Not to complicate things too much (at first) - you do need to be careful to understand the proper range of inverse functions, or you get bad results. Perhaps a better example that you may be familiar with already is with powers. An example: if you take the square root of a number, then square the result you get the original number back: (x^1/2)^2 = x. However, the opposite may or may not be true: if you square a number, then take the square root of the result, you may end up with a number that is different sign from the original. Example: -2 squared is 4, and the square root of 4 is +/- 2. Another example using logarithms: the log base 10 of 100 is 2, and 10^2 = 100, so it seems that 10^(log x) = x. This is true for positive values of x, but falls apart for negative values of x. Getting back to your original question: you can see that for theta = 56.44 degrees you have sin(theta) = 5/6, and arcsin(sin(56.44 degrees)) = arcsin(5/6) = 56.44 degrees. But what if theta = 180-56.44 = 123.56 degrees? Then you would have arcsin(sin(123.56 degrees) = 56 degrees. Bottom line is you must be very careful to know which quadrant you are working on, or you run the risk of concluding that 56.44 degrees equals 123.56 degrees.
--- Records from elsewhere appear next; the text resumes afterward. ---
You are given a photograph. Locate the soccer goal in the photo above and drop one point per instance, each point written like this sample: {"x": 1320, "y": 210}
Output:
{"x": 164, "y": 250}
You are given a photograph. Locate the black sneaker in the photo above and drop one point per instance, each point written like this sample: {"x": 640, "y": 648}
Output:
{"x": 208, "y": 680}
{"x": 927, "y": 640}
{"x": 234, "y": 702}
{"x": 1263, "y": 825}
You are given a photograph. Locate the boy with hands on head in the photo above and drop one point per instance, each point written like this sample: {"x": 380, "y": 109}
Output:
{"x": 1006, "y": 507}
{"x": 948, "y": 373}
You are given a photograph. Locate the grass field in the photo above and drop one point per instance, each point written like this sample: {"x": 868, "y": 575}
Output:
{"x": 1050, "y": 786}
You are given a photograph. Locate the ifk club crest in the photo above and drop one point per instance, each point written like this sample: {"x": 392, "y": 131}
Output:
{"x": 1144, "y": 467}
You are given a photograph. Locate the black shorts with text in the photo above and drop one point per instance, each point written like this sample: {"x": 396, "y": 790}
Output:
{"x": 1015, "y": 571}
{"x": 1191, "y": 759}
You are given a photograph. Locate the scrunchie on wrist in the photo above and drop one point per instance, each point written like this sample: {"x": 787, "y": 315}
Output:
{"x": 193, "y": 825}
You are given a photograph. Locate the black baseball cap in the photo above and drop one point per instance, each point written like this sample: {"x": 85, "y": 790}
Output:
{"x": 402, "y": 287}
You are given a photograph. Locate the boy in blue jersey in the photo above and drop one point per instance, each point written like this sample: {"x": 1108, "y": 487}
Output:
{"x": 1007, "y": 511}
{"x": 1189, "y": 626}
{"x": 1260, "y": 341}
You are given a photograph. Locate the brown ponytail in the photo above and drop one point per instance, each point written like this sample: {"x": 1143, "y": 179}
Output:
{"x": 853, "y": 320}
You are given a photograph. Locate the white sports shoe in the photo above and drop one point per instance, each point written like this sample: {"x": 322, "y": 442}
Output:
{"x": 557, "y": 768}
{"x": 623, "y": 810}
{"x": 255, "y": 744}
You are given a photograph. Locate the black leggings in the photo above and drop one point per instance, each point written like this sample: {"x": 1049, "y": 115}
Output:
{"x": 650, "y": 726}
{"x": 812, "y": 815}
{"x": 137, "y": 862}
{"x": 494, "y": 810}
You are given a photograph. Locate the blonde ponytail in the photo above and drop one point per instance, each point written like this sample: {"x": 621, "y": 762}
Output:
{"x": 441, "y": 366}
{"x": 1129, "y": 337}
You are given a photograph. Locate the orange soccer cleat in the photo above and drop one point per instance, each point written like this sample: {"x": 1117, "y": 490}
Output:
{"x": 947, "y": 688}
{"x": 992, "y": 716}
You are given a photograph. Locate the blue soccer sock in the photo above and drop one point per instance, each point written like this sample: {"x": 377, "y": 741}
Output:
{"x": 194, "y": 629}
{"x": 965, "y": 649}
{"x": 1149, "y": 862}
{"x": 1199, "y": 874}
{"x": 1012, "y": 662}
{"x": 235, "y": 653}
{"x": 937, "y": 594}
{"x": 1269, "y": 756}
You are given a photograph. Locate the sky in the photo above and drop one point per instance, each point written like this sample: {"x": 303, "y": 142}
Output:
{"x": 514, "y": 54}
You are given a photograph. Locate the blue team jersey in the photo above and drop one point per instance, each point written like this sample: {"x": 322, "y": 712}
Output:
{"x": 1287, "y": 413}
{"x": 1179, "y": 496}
6. ## Re: Inverse Trigonometric Functions

Originally Posted by cmf0106
When solving for a angle in a right triangle, one of the things I am confused about is we often have to use inverse trigonometric functions.

In the example below, the step outlined in blue, what is the algebra that allows us to move sin from the left hand side of the equation, to the right hand side and invert it using the -1 power, in order to isolate theta?
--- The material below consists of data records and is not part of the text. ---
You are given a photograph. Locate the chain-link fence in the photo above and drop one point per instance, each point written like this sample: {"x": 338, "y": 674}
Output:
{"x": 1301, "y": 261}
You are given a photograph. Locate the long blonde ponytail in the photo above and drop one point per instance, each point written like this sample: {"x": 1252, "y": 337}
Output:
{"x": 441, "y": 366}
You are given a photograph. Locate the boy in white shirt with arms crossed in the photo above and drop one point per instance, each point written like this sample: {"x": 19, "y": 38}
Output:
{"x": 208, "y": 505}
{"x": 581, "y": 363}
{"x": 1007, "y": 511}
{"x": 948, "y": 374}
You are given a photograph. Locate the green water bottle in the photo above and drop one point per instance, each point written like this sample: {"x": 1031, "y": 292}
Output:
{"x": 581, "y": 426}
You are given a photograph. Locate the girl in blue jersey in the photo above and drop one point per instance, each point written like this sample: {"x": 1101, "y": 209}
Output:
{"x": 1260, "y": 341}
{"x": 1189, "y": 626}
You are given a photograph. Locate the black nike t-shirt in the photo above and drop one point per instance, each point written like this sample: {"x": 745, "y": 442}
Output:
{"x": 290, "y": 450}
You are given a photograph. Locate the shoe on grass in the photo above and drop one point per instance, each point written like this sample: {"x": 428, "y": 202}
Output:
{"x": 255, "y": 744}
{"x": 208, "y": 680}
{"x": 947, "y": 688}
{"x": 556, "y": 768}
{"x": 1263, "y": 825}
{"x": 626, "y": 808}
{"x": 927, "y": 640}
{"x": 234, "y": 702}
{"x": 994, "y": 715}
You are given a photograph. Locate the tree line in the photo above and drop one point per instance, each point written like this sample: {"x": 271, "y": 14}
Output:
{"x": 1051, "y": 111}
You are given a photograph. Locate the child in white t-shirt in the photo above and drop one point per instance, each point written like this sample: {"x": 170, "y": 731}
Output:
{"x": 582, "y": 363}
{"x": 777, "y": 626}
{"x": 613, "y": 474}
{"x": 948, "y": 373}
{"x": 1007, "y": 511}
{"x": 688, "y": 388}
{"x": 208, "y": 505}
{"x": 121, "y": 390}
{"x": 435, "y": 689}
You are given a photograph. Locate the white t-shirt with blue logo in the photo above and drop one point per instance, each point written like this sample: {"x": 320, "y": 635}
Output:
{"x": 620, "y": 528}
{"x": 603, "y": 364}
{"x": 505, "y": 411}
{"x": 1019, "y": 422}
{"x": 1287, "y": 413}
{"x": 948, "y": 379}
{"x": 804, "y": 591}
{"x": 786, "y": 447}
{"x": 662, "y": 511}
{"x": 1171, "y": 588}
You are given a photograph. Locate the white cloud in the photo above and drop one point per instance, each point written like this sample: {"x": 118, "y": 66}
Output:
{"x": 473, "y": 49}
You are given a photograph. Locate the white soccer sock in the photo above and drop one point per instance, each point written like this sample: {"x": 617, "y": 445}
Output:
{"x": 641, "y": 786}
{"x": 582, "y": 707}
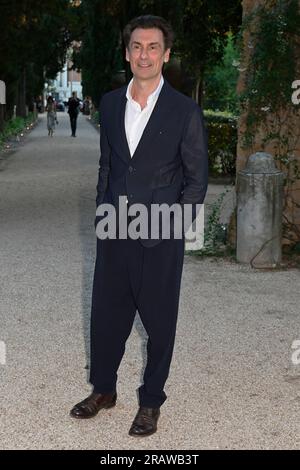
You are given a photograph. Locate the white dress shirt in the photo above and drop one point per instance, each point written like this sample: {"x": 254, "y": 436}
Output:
{"x": 136, "y": 118}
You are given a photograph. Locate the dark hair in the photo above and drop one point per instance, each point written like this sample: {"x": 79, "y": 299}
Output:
{"x": 148, "y": 22}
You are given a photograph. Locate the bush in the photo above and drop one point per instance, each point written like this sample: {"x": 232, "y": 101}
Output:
{"x": 222, "y": 142}
{"x": 15, "y": 126}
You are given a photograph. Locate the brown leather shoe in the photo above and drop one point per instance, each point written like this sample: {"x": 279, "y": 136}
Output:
{"x": 92, "y": 404}
{"x": 145, "y": 422}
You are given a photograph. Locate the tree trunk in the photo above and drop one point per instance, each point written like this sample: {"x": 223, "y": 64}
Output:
{"x": 21, "y": 95}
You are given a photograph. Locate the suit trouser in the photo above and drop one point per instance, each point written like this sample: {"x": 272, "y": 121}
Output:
{"x": 130, "y": 277}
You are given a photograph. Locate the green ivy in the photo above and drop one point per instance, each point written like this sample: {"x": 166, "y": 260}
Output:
{"x": 273, "y": 32}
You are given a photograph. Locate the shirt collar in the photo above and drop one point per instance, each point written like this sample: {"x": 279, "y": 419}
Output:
{"x": 151, "y": 97}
It means the inverse of the ratio of opposite side and hypotenuse is equal to $\displaystyle 56.44^{\circ}$ From the ratio of sides you are getting the measurement of angle $\displaystyle \theta$ whereas when you use $\displaystyle \sin(\theta)$ then you are getting the opposite which is the ratio of the opposite side and hypotenuse.

7. ## Re: Inverse Trigonometric Functions

Originally Posted by x3bnm
It means the inverse of the ratio of opposite side and hypotenuse is equal to $\displaystyle 56.44^{\circ}$ From the ratio of sides you are getting the measurement of angle $\displaystyle \theta$ whereas when you use $\displaystyle \sin(\theta)$ then you are getting the opposite which is the ratio of the opposite side and hypotenuse.
Had a student of mine had written the above I would have assigned a grade of zero.
"the inverse of the ratio of opposite side and hypotenuse is equal to $\displaystyle 56.44^{\circ}$" what does that mean? Do you mean the of the opposite side and the hypotenuse is equal to $\displaystyle 56.44^{\circ}$ But lengths are real numbers what the heck are degrees( nobody knows)? It is true that is a right triangle with legs of length $x~\&~y$ if $\theta$ is the base angle opposite the side of length $y$ then $\sin(\theta)=\dfrac{y}{\sqrt{x^2+y^2}}$.

8. ## Re: Inverse Trigonometric Functions

Originally Posted by ChipB
Example: -2 squared is 4, and the square root of 4 is +/- 2.
I strongly disagree with that example. $4$ does have two square roots one is $2=\sqrt4$ and the other is $-2=-\sqrt4$.

My objection is basically to saying that $\sqrt4=\pm2$ I consistently required faculty to mark that wrong.
We can say that the square roots of four are $2~\&~-2$. If anyone taught complex variables as long as I did, knows the battle to get students not to use $\pm$ with radicals.